Border Patrol agents and immigration inspectors at the GS-9 level are typically paid between $35,000 and $45,000, about $25,000 less than many of their federal counterparts in law enforcement, Bonner said.

Some Border Patrol agents are unsatisfied with their work and are applying for jobs as sky marshals with the new Transportation Security Administration (TSA). The agency's current strategy for securing the nation's borders often forces agents to sit in the same position along the border for long periods of time, Bonner said.

Bonner estimated that one out of every four Border Patrol agents will leave for the sky marshal program at TSA by the end of the year. "As limited federal dollars are being committed to new border security initiatives, some of those funds must be directed toward keeping these experienced employees on the job," he said.

INS Commissioner James Ziglar also lamented the "troubling" attrition rate among Border Patrol agents and immigration inspectors at a House Judiciary Committee hearing Tuesday. "We are getting picked off by other federal agencies," he said.

The 2002 Enhanced Border Security and Visa Entry Reform Act includes a provision that would increase the pay level of Border Patrol agents and immigration inspectors. The bill would raise their basic pay from the GS-9 to GS-11 level.

The Bush administration's proposed fiscal 2003 budget calls for hiring another 570 Border Patrol agents and 1,150 immigration inspectors next year. The INS currently is hiring immigration inspectors and Border Patrol agents, and has received thousands of applications for the positions since October.

But recruiting new hires does not solve the problem of keeping experienced employees, Bonner said. "The biggest problem is retention, not recruitment."

And the problems at the INS "will not be solved by moving boxes around on an organizational chart or enhancing technology," Bonner said, referring to administrative and legislative proposals to split the agency into two separate service and enforcement bureaus. Although Bonner supported separating the agency's service and enforcement functions, he joined National Treasury Employees Union President Colleen Kelley in criticizing proposals to consolidate agencies such as the INS and Customs Service into a single border security agency.

"Consolidating these three organizations would cause logistical and institutional chaos," said Kelley, whose union represents more than 12,000 Customs Service employees. "Each of these agency's missions are unique and should remain in their current structure."

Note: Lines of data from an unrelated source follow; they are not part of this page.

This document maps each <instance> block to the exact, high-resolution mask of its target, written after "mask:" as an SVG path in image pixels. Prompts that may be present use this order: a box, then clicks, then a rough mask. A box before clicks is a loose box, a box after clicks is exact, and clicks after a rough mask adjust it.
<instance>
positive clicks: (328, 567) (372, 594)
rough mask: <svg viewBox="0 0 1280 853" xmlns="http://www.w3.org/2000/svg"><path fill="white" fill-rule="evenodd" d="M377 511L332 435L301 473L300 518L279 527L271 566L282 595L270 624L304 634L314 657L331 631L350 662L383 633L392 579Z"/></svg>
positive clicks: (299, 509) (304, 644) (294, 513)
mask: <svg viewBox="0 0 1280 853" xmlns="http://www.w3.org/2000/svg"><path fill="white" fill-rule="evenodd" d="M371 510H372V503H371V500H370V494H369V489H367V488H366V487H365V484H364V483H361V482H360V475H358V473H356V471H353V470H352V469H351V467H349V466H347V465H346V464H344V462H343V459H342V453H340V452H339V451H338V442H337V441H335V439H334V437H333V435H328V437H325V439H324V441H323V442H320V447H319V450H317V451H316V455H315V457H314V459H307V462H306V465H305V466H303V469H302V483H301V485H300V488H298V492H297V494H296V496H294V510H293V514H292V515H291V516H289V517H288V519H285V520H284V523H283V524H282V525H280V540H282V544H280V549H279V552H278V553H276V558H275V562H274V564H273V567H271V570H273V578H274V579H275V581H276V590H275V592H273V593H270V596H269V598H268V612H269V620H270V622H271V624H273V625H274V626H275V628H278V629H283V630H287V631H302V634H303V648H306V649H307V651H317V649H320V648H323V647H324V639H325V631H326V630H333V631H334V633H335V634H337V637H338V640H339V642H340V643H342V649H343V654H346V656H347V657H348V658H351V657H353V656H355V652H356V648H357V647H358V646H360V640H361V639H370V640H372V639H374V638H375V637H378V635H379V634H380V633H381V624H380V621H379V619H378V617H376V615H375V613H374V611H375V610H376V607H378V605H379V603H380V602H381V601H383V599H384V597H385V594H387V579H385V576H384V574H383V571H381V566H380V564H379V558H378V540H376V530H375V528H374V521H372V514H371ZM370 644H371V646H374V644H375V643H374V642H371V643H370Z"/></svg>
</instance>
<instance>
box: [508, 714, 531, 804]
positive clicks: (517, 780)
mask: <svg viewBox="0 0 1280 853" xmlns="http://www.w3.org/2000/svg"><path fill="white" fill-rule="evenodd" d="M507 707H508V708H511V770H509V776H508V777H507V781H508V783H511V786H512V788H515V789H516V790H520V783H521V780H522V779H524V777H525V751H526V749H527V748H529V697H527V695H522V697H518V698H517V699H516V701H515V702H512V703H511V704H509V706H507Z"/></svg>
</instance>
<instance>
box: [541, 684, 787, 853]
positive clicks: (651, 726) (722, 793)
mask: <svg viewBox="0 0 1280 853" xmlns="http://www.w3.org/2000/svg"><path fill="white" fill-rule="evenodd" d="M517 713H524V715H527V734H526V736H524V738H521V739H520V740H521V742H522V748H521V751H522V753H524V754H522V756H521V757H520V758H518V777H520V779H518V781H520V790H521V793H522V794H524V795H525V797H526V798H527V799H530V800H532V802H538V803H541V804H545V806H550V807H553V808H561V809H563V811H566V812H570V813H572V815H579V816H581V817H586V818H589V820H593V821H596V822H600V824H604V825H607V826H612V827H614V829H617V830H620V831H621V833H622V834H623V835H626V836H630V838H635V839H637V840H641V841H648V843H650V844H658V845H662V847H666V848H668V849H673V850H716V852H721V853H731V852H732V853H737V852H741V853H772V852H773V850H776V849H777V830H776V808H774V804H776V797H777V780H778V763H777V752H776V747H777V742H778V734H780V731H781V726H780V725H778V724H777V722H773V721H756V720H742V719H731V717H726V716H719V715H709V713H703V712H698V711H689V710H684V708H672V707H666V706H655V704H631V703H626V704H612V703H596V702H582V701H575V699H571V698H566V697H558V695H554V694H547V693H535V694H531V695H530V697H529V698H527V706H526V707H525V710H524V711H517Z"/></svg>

Lawmakers, including Sen. Joseph Lieberman, D-Conn. and Rep. Mac Thornberry, R-Texas, support the creation of a separate homeland security agency that would oversee day-to-day operations and consolidate the Customs Service, the Coast Guard and the Border Patrol. Homeland Security Director Tom Ridge hinted in February that the Bush administration is getting closer to endorsing a plan that would create a single border security agency. Currently, more than 40 federal agencies are responsible for border security.

Advocates of consolidation argue that housing the major border security agencies under one roof would increase information-sharing and accountability.